Terre Haute City Council joined Vigo County commissioners for a special meeting Thursday focused on compliance and eligibility when it comes to awarding American Rescue Plan Act funds.

“These ARPA funds are one pool of money. We also have READI funds, we also have casino funds that are coming. So, we’ve been working with the county to look at all of the projects, all of the things we want to do and then figure out which funding source is the best for each of these so we can do everything,” Terre Haute Mayor Duke Bennett said. “We want the dollars to go as far as we possibly can.”

The meeting was open to the public, and many stakeholders were in attendance.

“The stakeholders could be somebody that we would like to fund directly on a project and there is also stakeholders that will manage the process for us. So, if you’re a not for profit, or own a small business, there will be an application process that will soon appear in the next couple of months, probably, that you will be able to apply for some of these funds,” Bennett said. “And so, today was just the beginning of laying that foundation, the groundwork of how the funds will work its way from city and county out into the community.”

Susan Turner, Executive Director of the Terre Haute Children’s Museum, says over the last 12 months, the museum has gone through a strategic planning process as well as a master facility planning process.

“We identified that there is a great need in downtown Terre Haute for an outdoor play space. So, we would like to use some of the money from ARPA funding to create an outdoor play space,” she said.

The play space would be located on 8th Street and would be part of the Terre Haute Children’s Museum. Turner said the project would also add a public use green space.

“We generally know based on our community plan what the needs are. We know that. And so what we’re trying to find now are people who want to bring a project or an opportunity that could be funded that will meet some of those community goals,” Bennett said.

Stakeholders are working with Baker Tilly to confirm eligibility.
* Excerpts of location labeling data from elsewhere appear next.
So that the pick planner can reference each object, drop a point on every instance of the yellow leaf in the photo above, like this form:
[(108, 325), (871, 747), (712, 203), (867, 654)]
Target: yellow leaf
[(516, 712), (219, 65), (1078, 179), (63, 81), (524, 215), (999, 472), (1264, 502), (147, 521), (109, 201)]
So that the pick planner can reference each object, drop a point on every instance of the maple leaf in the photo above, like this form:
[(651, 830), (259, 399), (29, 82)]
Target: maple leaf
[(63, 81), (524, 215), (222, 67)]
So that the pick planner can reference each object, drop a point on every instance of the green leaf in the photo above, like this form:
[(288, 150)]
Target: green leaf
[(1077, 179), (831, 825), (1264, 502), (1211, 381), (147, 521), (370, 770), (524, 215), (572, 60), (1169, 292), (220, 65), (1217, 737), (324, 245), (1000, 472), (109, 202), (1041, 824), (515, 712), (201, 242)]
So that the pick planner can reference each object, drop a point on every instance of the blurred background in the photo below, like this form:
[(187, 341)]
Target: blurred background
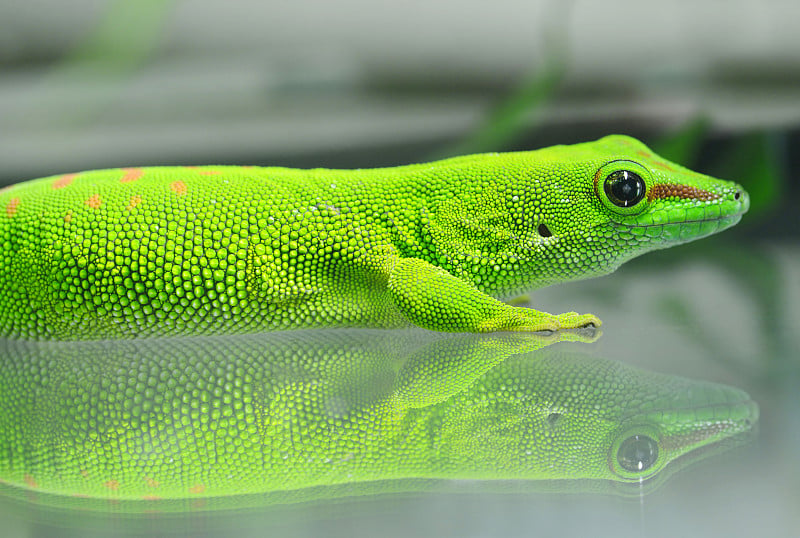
[(711, 84), (355, 83)]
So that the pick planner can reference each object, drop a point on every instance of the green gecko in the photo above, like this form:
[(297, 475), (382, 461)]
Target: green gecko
[(285, 413), (164, 251)]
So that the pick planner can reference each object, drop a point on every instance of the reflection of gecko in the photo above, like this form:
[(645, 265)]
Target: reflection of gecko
[(225, 249), (199, 417)]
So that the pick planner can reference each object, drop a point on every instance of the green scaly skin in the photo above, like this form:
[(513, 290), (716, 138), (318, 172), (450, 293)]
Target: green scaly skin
[(160, 251), (218, 416)]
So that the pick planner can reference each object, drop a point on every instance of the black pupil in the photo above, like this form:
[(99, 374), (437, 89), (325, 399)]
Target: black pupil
[(637, 453), (624, 188)]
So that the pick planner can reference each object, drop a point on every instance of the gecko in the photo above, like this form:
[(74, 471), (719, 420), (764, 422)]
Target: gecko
[(175, 251)]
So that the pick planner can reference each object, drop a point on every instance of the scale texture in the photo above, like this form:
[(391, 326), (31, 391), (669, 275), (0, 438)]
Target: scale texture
[(160, 251)]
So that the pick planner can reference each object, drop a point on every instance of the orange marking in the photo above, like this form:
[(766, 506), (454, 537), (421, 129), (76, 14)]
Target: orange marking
[(63, 181), (197, 488), (11, 207), (134, 201), (179, 187), (684, 192), (131, 174), (665, 166), (94, 201)]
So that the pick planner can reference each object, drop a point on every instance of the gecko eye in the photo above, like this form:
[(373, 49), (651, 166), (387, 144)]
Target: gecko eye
[(624, 188), (637, 453)]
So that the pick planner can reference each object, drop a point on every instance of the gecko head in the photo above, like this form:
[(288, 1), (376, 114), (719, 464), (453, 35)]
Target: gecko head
[(614, 199), (658, 202)]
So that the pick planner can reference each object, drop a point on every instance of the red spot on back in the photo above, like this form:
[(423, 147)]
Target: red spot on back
[(197, 488), (63, 181), (11, 207), (131, 174), (94, 201), (29, 481), (178, 187)]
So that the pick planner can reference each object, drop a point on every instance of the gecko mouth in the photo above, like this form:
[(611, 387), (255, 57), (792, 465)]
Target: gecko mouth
[(732, 217)]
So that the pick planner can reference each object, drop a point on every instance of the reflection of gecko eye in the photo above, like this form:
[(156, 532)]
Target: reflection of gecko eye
[(637, 453), (624, 188)]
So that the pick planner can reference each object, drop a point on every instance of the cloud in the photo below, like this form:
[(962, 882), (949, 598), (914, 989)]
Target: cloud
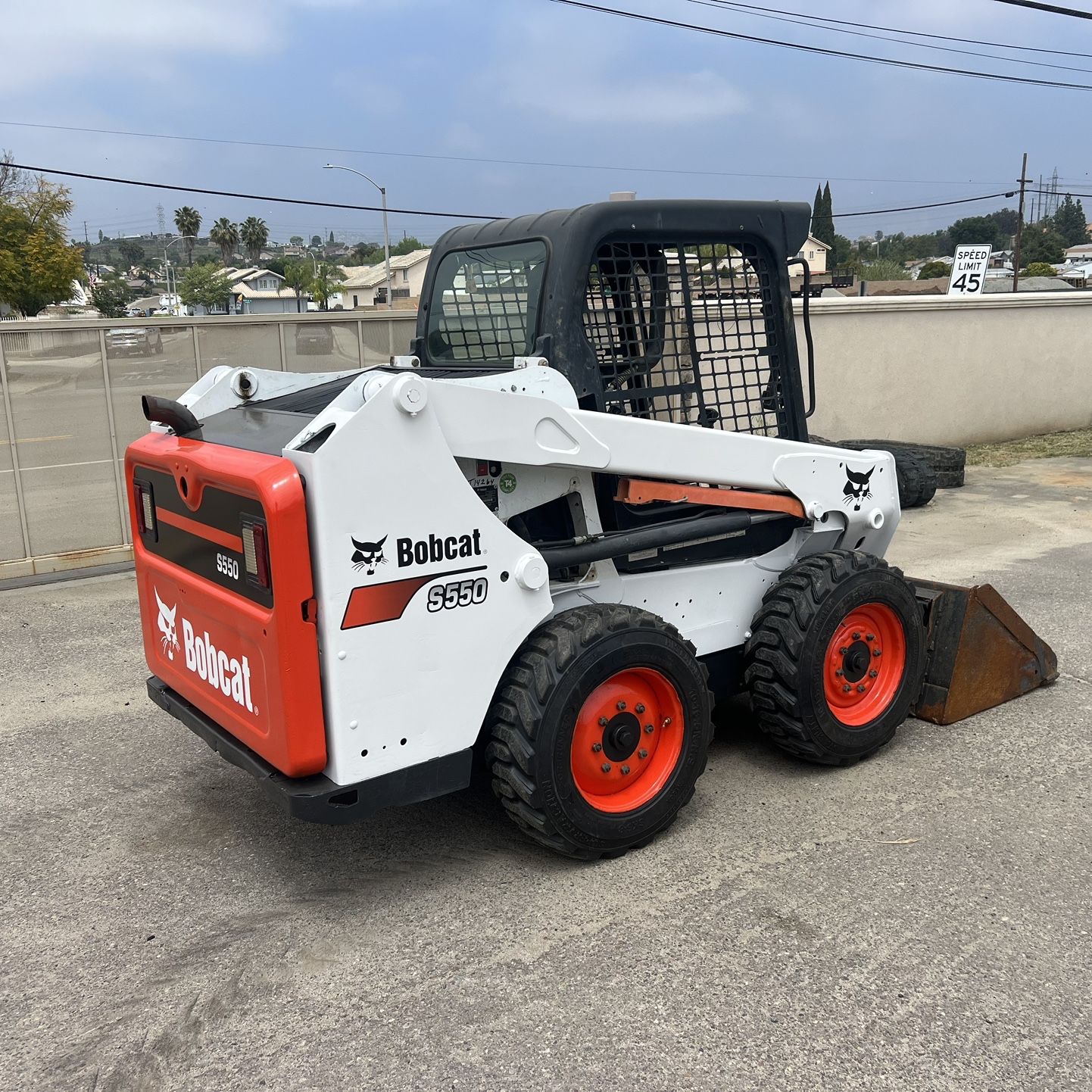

Then, if eligible, will present their project to the city and county for possible funding approval.

“I’m really excited about this funding. Not just for our project but for the whole community. This is a huge infusion of funds. This is a once in a lifetime opportunity,” Turner said. “I’m really proud of our leaders for taking the time to understand all the rules and regulations, the ins and outs, and really looking at where we are as a community. Looking at our community plan and being intentional about how they’re investing for our future.”

All ARPA funds must be fully committed by December 31, 2024, and expended no later than December 31, 2026.